Oil prices climbed Friday, on track to post big gains for the week, on worries about near term supply disruptions as energy companies began shutting in production in the Gulf Of Mexico ahead of a potential hurricane forecast to hit on the weekend.
U.S. West Texas Intermediate (WTI) crude futures climbed 16 cents, or 0.2 per cent, to $67.58 a barrel regaining a 1.4 per cent loss on Thursday. WTI is headed for a weekly gain of more than 8 per cent which would be its strongest rise since early February.
Brent crude futures similarly rose 16 cents, or 0.2 per cent to $71.23 a barrel, after falling 1.6 per cent on Thursday.
Brent is on track for a rise of more than 9 per cent this week, it’s biggest weekly jump since June 2020 mostly on relief that China has contained an outbreak of the Delta Variant.

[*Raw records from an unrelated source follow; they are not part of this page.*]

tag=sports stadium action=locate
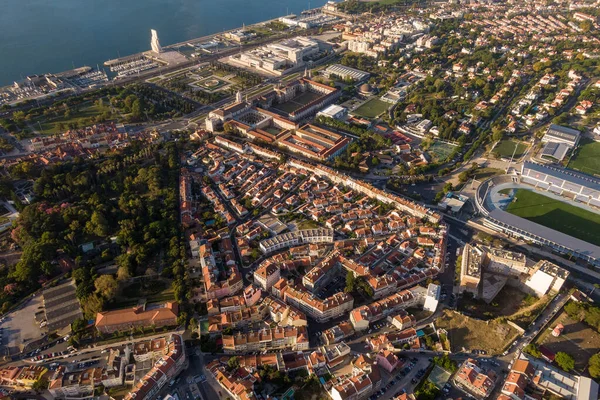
[476,161,600,267]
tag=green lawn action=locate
[30,101,110,135]
[567,139,600,175]
[494,139,527,158]
[473,167,506,181]
[506,189,600,246]
[352,99,391,118]
[429,141,456,160]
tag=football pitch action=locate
[568,139,600,175]
[506,189,600,246]
[352,98,391,118]
[494,139,527,158]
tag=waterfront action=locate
[0,0,326,86]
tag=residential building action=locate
[96,302,179,333]
[453,358,496,399]
[254,263,281,292]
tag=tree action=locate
[523,343,542,358]
[131,99,144,120]
[554,351,575,372]
[588,353,600,379]
[344,271,356,293]
[81,293,104,319]
[94,275,119,300]
[85,211,109,237]
[71,318,87,332]
[227,356,240,371]
[117,265,131,281]
[31,376,49,392]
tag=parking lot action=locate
[378,357,430,400]
[316,274,346,299]
[0,296,46,355]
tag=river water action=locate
[0,0,326,86]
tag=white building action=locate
[254,264,281,292]
[423,283,441,312]
[525,260,569,297]
[150,29,162,54]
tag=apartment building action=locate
[329,355,381,400]
[222,326,308,353]
[125,334,188,400]
[350,288,425,331]
[254,263,281,292]
[96,302,179,333]
[274,280,354,322]
[259,228,333,254]
[454,358,497,399]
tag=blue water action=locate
[0,0,326,85]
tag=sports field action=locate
[273,92,323,114]
[506,189,600,246]
[429,141,456,160]
[352,99,391,118]
[568,139,600,175]
[494,139,527,158]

Gulf of Mexico offshore wells account for 17 per cent of U.S. crude oil production and 5 per cent of dry natural gas production. Over 45 per cent of total U.S. refining capacity lies along the Gulf Coast.
The prospect of U.S. Gulf supply outages helped turn the market around from losses on Thursday, which had been partly spurred by output returning at a Mexican oil platform following a fatal fire.
“The market may have more immediate concerns, with a storm building in the Caribbean. It’s expected to become a powerful hurricane and potentially wreak havoc in the Gulf of Mexico and Texas early next week,” ANZ Research said in a note.
Analysts also expect moves in the dollar to be a big factor on Friday, after U.S. Federal Reserve Chairman Jerome Powell gives a highly anticipated speech. The markets expect he may give some guidance on plans for tapering of bond purchases in the fourth quarter.